I'm also a Friend of Charleston. I joined last year after several years of disappointment when trying to book tickets for the annual Charleston Festival. There is priority booking for Friends (it also means you can get into the house for free) and, sure enough, it worked; I managed to get two tickets for the Annie Leibovitz event yesterday (and two more for another event later this week).
I always enjoy visiting Charleston. Although it's something of a shrine to the Bloomsbury group (an aspect which can sometimes make me feel uncomfortable), it's a place of great creativity and inspiration, and the guides who take you round the house are wonderfully informative and often suitably Bloomsberryish.

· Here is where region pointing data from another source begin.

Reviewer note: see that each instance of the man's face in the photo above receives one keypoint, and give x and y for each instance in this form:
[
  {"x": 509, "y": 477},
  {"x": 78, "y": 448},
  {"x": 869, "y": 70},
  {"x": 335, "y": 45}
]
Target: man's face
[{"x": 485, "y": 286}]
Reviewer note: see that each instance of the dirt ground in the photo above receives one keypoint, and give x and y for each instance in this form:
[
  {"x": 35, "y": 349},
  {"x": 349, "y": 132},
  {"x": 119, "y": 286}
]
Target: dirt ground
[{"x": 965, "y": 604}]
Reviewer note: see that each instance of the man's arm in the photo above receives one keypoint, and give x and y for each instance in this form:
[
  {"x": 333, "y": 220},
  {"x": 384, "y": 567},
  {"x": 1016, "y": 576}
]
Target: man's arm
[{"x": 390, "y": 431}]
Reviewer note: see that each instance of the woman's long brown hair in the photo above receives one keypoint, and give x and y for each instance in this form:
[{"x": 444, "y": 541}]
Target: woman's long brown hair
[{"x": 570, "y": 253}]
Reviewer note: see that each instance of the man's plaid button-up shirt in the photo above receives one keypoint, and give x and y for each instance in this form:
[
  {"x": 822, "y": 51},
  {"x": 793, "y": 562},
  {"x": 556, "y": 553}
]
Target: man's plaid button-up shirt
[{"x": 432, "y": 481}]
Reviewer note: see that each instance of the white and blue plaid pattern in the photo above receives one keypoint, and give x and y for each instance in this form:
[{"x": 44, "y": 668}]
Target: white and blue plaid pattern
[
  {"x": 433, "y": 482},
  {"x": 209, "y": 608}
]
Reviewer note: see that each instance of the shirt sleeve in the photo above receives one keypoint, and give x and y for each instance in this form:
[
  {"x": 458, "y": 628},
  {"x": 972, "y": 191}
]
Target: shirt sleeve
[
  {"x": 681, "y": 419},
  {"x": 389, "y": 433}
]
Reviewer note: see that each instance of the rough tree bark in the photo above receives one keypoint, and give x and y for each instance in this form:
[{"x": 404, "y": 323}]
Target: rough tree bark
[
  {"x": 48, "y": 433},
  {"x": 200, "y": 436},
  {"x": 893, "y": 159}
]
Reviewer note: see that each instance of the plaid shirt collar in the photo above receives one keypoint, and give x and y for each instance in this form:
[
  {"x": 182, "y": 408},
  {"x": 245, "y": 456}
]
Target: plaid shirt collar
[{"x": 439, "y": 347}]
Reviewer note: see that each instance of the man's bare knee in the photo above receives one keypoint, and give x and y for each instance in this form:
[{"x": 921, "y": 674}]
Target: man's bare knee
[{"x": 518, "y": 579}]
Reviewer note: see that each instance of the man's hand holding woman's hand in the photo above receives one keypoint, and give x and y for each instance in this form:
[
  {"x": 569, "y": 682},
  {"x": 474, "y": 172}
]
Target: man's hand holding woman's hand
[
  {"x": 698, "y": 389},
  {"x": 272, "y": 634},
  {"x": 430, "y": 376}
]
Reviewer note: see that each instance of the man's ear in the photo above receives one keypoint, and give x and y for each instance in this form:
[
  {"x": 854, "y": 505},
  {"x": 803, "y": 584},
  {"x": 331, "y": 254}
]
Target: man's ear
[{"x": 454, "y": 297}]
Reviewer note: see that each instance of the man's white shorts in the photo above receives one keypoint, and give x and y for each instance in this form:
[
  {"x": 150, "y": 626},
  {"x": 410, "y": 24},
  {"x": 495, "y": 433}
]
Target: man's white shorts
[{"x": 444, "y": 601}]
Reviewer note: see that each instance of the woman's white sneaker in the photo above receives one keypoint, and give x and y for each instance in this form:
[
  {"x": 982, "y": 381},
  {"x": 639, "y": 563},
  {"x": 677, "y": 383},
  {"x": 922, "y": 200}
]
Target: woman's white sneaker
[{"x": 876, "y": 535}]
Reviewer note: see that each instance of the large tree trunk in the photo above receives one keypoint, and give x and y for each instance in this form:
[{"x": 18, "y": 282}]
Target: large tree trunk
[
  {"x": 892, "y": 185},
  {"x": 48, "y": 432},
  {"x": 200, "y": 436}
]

I particularly like the garden which is a mix of formal lines and wildly informal planting. It has evolved, but is maintained as an artist's garden, as well as an inviting sitting-outside-and-reading and family garden.
AL was there to talk about her book Pilgrimage, which is the anitithesis of her usual high-concept celebrity potraiture: no assignment, no people, no artificial lighting, and the photos are taken with a small digital SLR camera. So different are the photographs, my friend managed to walk round the exhibition of in the Charleston Gallery without even realising they were the photos we'd come to hear about (and I suspect there were a lot of people in the audience who thought they'd be treated to stories about celebritities and extravagant shoots).
Annie Leibovitz spoke well, showed a huge number of images from the book, and was very persuasive when discussing her 'pilgrimage' to small, historical museums and famous writers'/artists' houses in the US and England. But I just couldn't be persuaded by the photos themselves. And if the photographs can't persuade without a commentary, I'm not sure they are achieving their objective.
(Here are two contrasting reviews: Washington Post and NY Times).